The federal funds rate, currently calculated on the basis of brokered trades of overnight loans of reserves between banks, would also include direct trades, Lockhart said in an interview with Bloomberg News. Adding eurodollar transactions is also a “possibility,” he said.
Broadening the number and variety of transactions used to calculate the federal funds rate would provide a more accurate picture of interbank lending activity. Data on direct transactions between banks in the federal funds market are not public, making it hard to estimate the effect of the revamped calculation. The Fed started collecting this data from 165 domestic banks and U.S. branches of foreign banks on April 1.
The volume of brokered trades in the federal funds market has declined since late 2008, when the central bank began flooding the banking system with cash through large-scale asset purchases in a bid to stimulate the economy. As a result, many banks hold reserves in excess of requirements, obviating their need to borrow in the market.
“People don’t borrow fed funds because they need overnight liquidity, which is fundamentally different than the way the market existed seven or eight years ago,” said Joseph Abate, a money-market strategist at Barclays Plc in New York.

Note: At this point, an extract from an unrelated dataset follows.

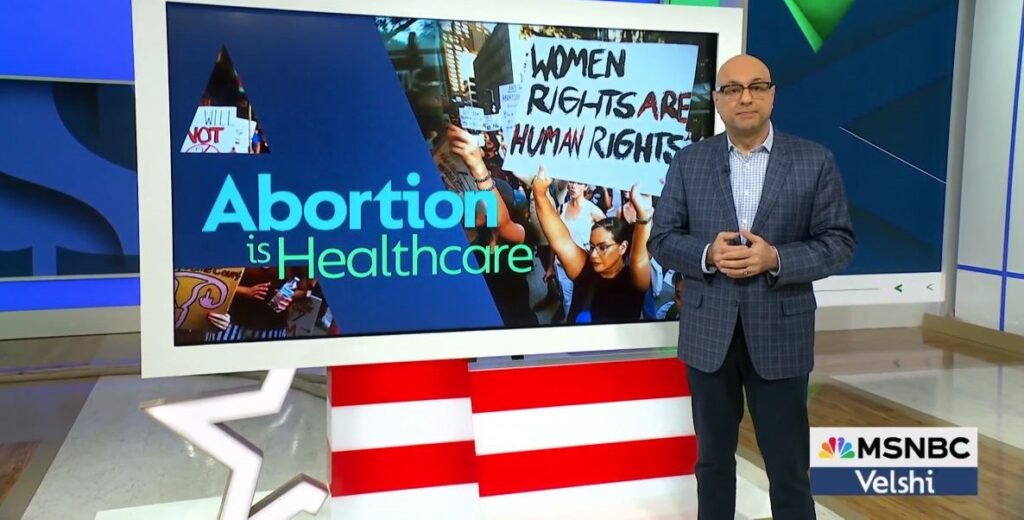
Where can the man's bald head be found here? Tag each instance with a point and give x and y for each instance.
(744, 96)
(742, 67)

“The market has kind of devolved into a way for banks to borrow liquidity and earn a spread.”
Brokered trading in the federal funds market now is comprised primarily of federal home-loan banks, which aren’t eligible to deposit excess funds at the Fed at 0.25 percent interest. Instead, the home-loan banks lend to foreign banks, which can then deposit the cash at the Fed.
At the Federal Open Market Committee’s June 17-18 meeting, “participants examined possibilities for changing the calculation of the effective federal funds rate in order to obtain a more robust measure of overnight bank funding rates,” according to minutes from the meeting released earlier this week.
The Financial Times earlier reported the potential changes.